BURNU BU KADAR HAVADA PKK İLE BARIŞ ANLAŞMASI YAPILAMAZ
Önce AKP’nin yarattığı PKK’nın serpilmesine müsait ortam, ardından Ortadoğu’da IŞİD diye bir belanın ortaya çıkışı, PKK’nın elini güçlendirmiştir. PKK, ABD ve AB’nin kendilerini sonuna kadar destekleyeceğinden emindir. Hatta Kürtler çok sıkışırsa, ABD ve AB’nin Türkiye’ye karşı askeri güç kullanabileceğini de düşünmektedir. PKK, Güneydoğu’da kazanmış olduğu gayri nizami harp üstünlüğüyle kendini dev aynasında görmektedir. PKK için HDP, ipleri ellerinde olan bir kukladır. HDP yetkilileri ister milletvekili, ister parti, ister yerel yöneticisi olsun PKK’nın sözünden dışarı çıkamaz. Çıkanlar bunu hayatlarıyla öder. Açılımın mimarı Erdoğan, PKK’da ortaya çıkan bu değişikliği görmüş “bu şartlar altında HDP ile müzakere edilemez” diyerek Dolmabahçe Mutabakatı’nı askıya almıştır. Çözüm sürecini de zamanı geldiğinde ısıtıp sofraya koymak üzere buzdolabına kaldırmıştır.
ABD: PKK’NIN BURNUNU SÜRT AMA BU ARADA IŞİD’İ DE VUR
ABD’nin Türk hükümetine şunları söylediğini sanıyorum: Siz üstünüze düşen demokratik açılım görevini yaptınız. Kürt partisi TC Meclisi’ne, bir daha çıkmamak üzere girdi. Bundan büyük bir “çözüm mekanizması” inşa edilemezdi. Haklısınız, burnu bu kadar havada bir ayrılıkçı örgütün gölgesinde hiçbir barış anlaşması yapılamaz. HDP’nin elini güçlendirmek için de PKK’nın burnunun sürtülmesi şarttır. Teröristle uğraşmak zordur. Allah Türk Silahlı Kuvvetleri’ne kolaylık versin. Aman halkı kaybetmeyin. Demir tavına gelince Amerika da devreye girer zaten.

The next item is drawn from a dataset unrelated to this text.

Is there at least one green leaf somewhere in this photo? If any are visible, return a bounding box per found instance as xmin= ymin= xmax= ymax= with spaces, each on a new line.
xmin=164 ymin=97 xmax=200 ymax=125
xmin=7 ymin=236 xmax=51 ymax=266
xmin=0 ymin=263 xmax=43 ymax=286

Son söz: Kulpu kopan küp yerinden oynamaz.
ÖNEMLİ NOT: Sırası gelmişken söyleyeyim. IŞİD yerine, DEAŞ/DAEŞ/DAİŞ demekten vazgeçilmelidir. Bu örgütün adı 4 kelimeden kuruludur. DAİŞ, bu dört Arapça kelimenin baş harfleridir. Bu kelimeler şunlardır: 1. Irak 2. Şam (Suriye) 3. İslam ve 4. Devlet. Bu kelimelerin Türkçe sıralamasındaki baş harfleri IŞİD (Irak Şam İslam Devleti) olur. Türkçe’de, Amerikan Devleti’ne “ABD” denir. İngilizce baş harf kısaltması “USA” kullanılmaz. IŞİD’in Türkçesi dururken Arapça DAİŞ’i kullanmak Türkçeye saygısızlıktır.